Death Lust
Chastity
Heureuse coïncidence que la parution d’un tel album en plein été, tant celui-aura contrasté en tout point avec l’ambiance générée par nos mélanomes en cours d’édification et nos hormones ébouillantées par le chatouillement des rayons ultraviolets. Un disque en totale contradiction avec son contexte de parution donc, mais dont on ne saurait nier l’influence sur notre quotidien estival - le mien se résumait à trainer fièrement en slip en quête d’une partenaire à inséminer - vu le coup de massue asséné par Chastity sur le triste game du « tube de l’été ».
En effet, à l’heure du diktat de la bonne humeur partagée, Chastity n’hésite pas à nous tirer par le slip pour nous rappeler à notre terrible condition de sombre merde, et le fait d’une manière telle qu’on ne saurait nourrir le moindre grief à leur égard. Car derrière sa pochette transpirant la sérénité, Death Lust est un album d’une effroyable vigueur et d’une noirceur absolue, sorti tout droit de l’encéphale sans doute un peu malade d'un certain Brandon Williams.
Parce qu’il est bien temps de l’avouer: Death Lust un album jouissif, aussi bien lorsqu’il s’autorise l’accalmie de ballades suicidaires que lorsqu’il tabasse à t’en éclater les hémorroïdes. Abrasif et caustique, le premier album du Canadien est un florilège de titres terriblement anxiogènes et addictifs, tutoyant des registres aussi variés que le grunge, le punk, la pop et le hardcore. Un cocktail assez bordélique donc, qui s’articule finalement de la plus efficace des manières sous la tutelle du Canadien.
Plutôt que de sortir les mitraillettes dans un lycée pour exprimer sa frustration, Brandon Williams parvient via ce Death Lust cathartique à exprimer son mal-être et celui de ses congénères, à travers une succession de titres tantôt doucereux, tantôt plus percutants qu’un crochet d’Alexandre Benalla. Une sombre ballade au coeur d’une province canadienne rongée par un sentiment de vacuité et d’inexistence, d’une jeunesse torturée par la conscience d’une mort omniprésente et inévitable. Un joyeux luron que ce Brandon Williams donc, qui réalise pourtant là un paradoxal et joli coup d’éclat au sein de la scène indie.

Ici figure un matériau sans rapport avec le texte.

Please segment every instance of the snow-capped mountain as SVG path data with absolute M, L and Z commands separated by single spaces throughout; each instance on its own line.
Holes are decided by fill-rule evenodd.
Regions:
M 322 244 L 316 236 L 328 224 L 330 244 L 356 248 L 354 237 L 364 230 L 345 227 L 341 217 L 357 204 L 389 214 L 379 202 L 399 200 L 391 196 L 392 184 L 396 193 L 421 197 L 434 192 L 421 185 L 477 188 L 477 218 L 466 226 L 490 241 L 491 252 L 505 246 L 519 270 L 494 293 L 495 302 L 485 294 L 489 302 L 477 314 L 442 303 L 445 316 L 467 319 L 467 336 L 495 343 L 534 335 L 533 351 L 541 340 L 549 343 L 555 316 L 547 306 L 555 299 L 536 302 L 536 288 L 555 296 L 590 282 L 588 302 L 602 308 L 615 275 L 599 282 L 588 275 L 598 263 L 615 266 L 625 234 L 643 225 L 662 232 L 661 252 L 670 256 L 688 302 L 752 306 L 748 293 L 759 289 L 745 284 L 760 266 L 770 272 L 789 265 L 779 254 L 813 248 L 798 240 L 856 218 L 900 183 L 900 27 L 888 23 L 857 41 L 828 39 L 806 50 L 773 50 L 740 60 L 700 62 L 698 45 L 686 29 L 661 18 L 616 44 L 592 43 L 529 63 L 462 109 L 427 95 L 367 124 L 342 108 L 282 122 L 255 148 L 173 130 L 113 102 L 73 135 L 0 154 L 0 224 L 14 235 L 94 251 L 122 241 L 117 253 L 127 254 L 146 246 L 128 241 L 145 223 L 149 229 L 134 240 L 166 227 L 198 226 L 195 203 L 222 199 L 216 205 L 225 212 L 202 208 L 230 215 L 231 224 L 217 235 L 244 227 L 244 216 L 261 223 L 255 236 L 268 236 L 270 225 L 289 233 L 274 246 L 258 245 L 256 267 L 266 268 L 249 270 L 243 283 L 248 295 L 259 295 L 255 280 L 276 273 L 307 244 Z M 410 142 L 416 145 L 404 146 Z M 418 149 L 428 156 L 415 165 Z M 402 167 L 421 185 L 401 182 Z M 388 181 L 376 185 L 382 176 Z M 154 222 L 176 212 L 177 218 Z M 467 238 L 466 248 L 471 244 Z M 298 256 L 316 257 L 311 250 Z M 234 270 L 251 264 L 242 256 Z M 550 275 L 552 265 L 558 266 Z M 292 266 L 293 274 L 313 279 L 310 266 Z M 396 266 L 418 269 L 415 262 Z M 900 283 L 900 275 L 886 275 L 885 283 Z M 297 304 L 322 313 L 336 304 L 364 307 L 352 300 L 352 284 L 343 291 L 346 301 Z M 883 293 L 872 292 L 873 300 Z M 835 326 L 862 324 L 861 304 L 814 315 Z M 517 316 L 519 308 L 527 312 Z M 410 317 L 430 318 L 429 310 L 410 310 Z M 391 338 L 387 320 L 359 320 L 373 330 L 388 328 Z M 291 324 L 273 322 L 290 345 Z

Si l’album s’ouvre sur un "Come" facilement abordable pour le commun des mortels et contient deux ou trois hits potentiels sous la forme de "Children" ou "Heaven Hell Anywhere Else", il ne tarde pas à dévoiler son côté ultra-violent. Et d’abriter également ce qui pourrait constituer le titre le plus intimidant de 2018 : "Chains". Pièce centrale et plat de résistance d’un album extrême, ce titre résume assez bien un disque où la sensibilité mélodique se heurte à l’envie de déchausser des molaires. Du coup, on ne peut qu’encenser Chastity face à une démonstration de force d’autant plus imposante qu’elle n’édulcore pas le propos en minimisant sa puissance de frappe mais assume toute la noirceur qu’elle véhicule. Le tout sans oublier de vous rappeler au passage que vous allez tous crever pathétiquement, et de vous saluer bien bas.